Paul Vacca
La réussite n’est-elle qu’une question de chance ?
Et si parmi les nombreuses explications du succès de Donald Trump, la plus probable était qu’il avait de la chance ? De brillantes éditorialistes du New York Times se sont senties forcées de l’admettre. Pamela Paul parle de “lucky dog” reconnaissant que si, selon l’expression consacrée “chaque chien a son jour, Trump a eu beaucoup plus de chance que le cabot moyen”. Lydia Polgreen, quant à elle, reconnaît que “même si nous sommes tentés d’attribuer de grandes causes historiques à sa victoire, l’aspect le plus déterminant et le plus sous-estimé est que Trump est tout simplement un sacré lucky bastard“.
Seulement voilà, beaucoup de lecteurs ne se satisferont pas d’une telle analyse la jugeant peu scientifique. La chance n’est-elle pas l’explication paresseuse que l’on sert quand on n’a justement aucune explication à fournir ? Ou, pire, n’est-ce pas la raison invoquée par les perdants pour s’exonérer de leur propre défaite ?
Pourtant, la chance en tant que facteur explicatif du succès – en politique, dans les affaires ou dans les arts – est en train de gagner ses galons de scientificité. Emma Jacobs du Financial Times montre dans une tribune intitulée “Pourquoi c’est souvent la chance et non le talent qui nous mène au sommet” que les chercheurs intègrent de plus en plus cette donnée dans leurs analyses. Tomas Chamorro-Premuzic, psychologue des organisations, par exemple, estime que la chance représente 55% du succès, définissant la chance comme tout ce qui n’est pas talent ou effort, à savoir l’argent, le lieu de naissance ou la famille.
D’autres chercheurs comme Chengwei Liu et Mark de Rond considèrent que la chance joue un rôle si prépondérant dans la réussite que nous serions bien inspirés de rétablir la “lotocratie”, cette forme de gouvernance qui avait cours dans les anciennes républiques grecque ou vénitienne, en sélectionnant les dirigeants de grandes entreprises au hasard. Ainsi, notent-ils, plus besoin de rétribuer aussi royalement les CEO qui devraient leur poste au tirage au sort.
Pourquoi rechignions-nous collectivement à évoquer la chance comme un des facteurs clés de réussite ? Peut-être parce qu’elle minimise notre spécificité et notre part de mérite. Tout juste concède-t-on parfois à évoquer la chance en parlant de “rencontres” ou d’”opportunités” mais comme un habillage rhétorique pour se la jouer modeste. Ou comme une cerise sur le gâteau : la chance ne sourit-elle pas aux plus méritants ?

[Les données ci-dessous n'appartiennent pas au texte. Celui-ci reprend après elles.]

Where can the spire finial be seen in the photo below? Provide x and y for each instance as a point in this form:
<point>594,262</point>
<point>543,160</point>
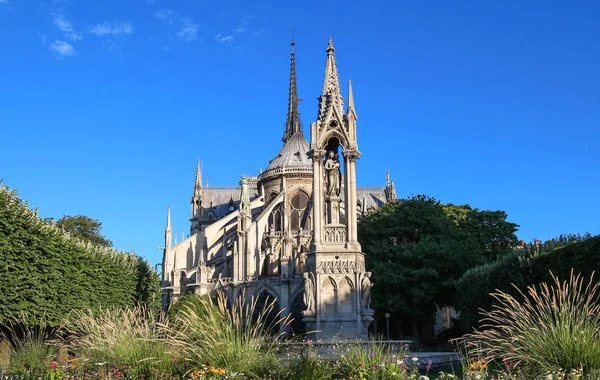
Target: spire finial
<point>332,94</point>
<point>292,124</point>
<point>168,218</point>
<point>351,109</point>
<point>330,48</point>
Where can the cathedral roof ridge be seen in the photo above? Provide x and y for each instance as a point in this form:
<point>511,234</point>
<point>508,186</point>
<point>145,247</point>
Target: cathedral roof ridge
<point>293,154</point>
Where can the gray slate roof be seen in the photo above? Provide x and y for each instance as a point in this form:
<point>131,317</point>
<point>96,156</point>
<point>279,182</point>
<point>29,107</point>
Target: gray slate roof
<point>374,197</point>
<point>293,153</point>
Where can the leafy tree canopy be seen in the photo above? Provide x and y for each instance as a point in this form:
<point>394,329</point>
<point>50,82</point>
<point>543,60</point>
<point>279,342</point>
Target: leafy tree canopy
<point>417,248</point>
<point>85,228</point>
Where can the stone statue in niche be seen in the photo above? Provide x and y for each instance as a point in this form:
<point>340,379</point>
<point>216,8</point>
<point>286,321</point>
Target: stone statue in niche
<point>366,291</point>
<point>309,294</point>
<point>333,174</point>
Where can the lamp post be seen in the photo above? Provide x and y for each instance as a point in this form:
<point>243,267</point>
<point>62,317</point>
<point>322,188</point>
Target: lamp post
<point>387,324</point>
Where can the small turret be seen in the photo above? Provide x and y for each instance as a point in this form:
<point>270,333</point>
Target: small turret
<point>196,200</point>
<point>293,124</point>
<point>390,188</point>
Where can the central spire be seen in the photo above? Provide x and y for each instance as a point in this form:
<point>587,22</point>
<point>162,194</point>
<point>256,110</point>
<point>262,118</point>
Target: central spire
<point>292,124</point>
<point>332,94</point>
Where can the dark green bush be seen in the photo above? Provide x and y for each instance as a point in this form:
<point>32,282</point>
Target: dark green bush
<point>474,287</point>
<point>525,268</point>
<point>582,256</point>
<point>46,273</point>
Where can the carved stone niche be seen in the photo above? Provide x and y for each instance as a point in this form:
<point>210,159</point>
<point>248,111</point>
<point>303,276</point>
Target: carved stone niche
<point>337,266</point>
<point>335,234</point>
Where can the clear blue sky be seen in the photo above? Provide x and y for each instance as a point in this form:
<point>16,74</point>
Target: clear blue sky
<point>106,105</point>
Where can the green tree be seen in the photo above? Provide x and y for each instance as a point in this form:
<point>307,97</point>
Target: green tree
<point>418,248</point>
<point>85,228</point>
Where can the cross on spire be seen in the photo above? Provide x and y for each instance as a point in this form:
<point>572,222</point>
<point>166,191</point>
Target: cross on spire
<point>293,124</point>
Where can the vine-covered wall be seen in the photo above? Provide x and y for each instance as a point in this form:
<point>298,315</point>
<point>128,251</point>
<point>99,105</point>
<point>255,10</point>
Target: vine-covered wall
<point>45,273</point>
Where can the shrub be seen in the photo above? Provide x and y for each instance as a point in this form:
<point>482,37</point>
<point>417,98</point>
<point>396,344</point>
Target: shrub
<point>583,257</point>
<point>379,361</point>
<point>30,351</point>
<point>239,338</point>
<point>474,287</point>
<point>47,272</point>
<point>556,329</point>
<point>122,337</point>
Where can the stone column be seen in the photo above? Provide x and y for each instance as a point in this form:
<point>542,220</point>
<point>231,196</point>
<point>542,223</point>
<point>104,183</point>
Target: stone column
<point>350,161</point>
<point>4,353</point>
<point>317,156</point>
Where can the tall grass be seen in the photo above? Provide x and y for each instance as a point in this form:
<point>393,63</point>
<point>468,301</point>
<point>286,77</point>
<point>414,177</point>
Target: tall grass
<point>379,361</point>
<point>123,338</point>
<point>30,352</point>
<point>555,329</point>
<point>241,338</point>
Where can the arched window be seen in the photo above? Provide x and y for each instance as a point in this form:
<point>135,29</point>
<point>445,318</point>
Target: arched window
<point>275,222</point>
<point>329,296</point>
<point>345,296</point>
<point>299,212</point>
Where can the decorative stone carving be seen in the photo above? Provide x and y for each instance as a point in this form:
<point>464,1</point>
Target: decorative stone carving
<point>333,174</point>
<point>309,294</point>
<point>335,234</point>
<point>337,266</point>
<point>365,288</point>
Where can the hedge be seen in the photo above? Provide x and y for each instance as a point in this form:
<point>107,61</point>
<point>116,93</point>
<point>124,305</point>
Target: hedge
<point>522,269</point>
<point>475,285</point>
<point>583,257</point>
<point>46,273</point>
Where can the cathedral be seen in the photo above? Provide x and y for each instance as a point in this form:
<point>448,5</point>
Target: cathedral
<point>290,233</point>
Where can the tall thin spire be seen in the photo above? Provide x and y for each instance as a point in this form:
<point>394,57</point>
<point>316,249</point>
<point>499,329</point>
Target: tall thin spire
<point>198,183</point>
<point>196,200</point>
<point>351,110</point>
<point>168,228</point>
<point>293,124</point>
<point>168,232</point>
<point>332,93</point>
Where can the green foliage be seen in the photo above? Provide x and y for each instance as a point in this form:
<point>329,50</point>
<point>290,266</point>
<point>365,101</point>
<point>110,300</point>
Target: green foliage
<point>524,267</point>
<point>85,228</point>
<point>583,256</point>
<point>30,351</point>
<point>474,287</point>
<point>47,273</point>
<point>240,338</point>
<point>310,367</point>
<point>197,304</point>
<point>417,249</point>
<point>122,338</point>
<point>378,361</point>
<point>553,329</point>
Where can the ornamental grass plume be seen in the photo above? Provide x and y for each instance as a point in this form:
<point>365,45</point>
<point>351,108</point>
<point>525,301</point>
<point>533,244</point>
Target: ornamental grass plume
<point>129,338</point>
<point>30,347</point>
<point>240,338</point>
<point>554,329</point>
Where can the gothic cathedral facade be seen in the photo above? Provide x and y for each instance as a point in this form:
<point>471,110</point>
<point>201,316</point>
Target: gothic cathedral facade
<point>290,233</point>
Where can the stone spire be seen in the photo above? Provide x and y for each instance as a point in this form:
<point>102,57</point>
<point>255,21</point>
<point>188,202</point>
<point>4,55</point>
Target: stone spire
<point>332,94</point>
<point>245,197</point>
<point>351,110</point>
<point>168,231</point>
<point>196,200</point>
<point>292,124</point>
<point>390,188</point>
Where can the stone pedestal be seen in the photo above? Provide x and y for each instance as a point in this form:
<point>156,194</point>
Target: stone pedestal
<point>332,205</point>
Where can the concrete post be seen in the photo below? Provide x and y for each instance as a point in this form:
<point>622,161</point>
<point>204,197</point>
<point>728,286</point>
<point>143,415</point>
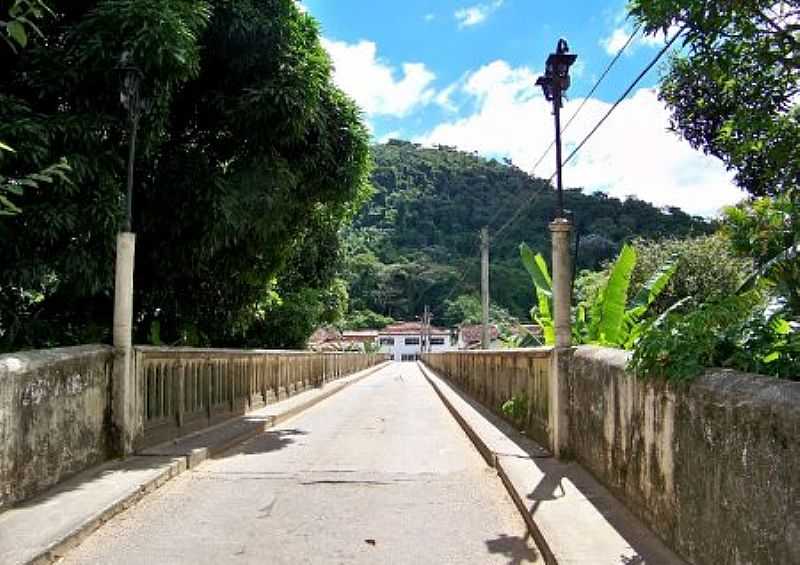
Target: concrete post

Peut-être aussi parce qu’évoquer la chance ne cadre pas avec le récit dominant de la réussite rédigé avec des valeurs personnelles et du volontarisme. C’est ce que démontre brillamment Samah Karaki, docteure en neurosciences, dans son essai Le talent est une fiction, paru chez JC Lattès. À partir des dernières données de la recherche, elle montre à quel point les mythes populaires liés à la réussite – les success stories – forgent notre rapport au mérite contribuant à éclipser les facteurs exogènes qui ont pourtant permis à ce talent de s’exprimer. Samah Karaki ne nie pas l’existence du talent en tant que tel mais apporte un changement de perspective précieux : le talent n’est pas l’unique cause efficiente de la réussite, mais le récit a posteriori fait de cette réussite.
Peut-être, enfin, parce que cela nous rassure de croire aux dogmes du talent et de la méritocratie qui nous offrent la confortable impression d’être en terrain rationnel : car qui dit chance dit aussi malchance. Et puis, si la réussite n’est faite que de chance, ne faudrait-il pas alors faire le deuil des coachs en leadership, des séminaires de motivation et des posts inspirants de LinkedIn ? Quel dommage ! z
Évoquer la chance ne cadre pas avec le récit dominant de la réussite rédigé avec des valeurs personnelles et du volontarisme.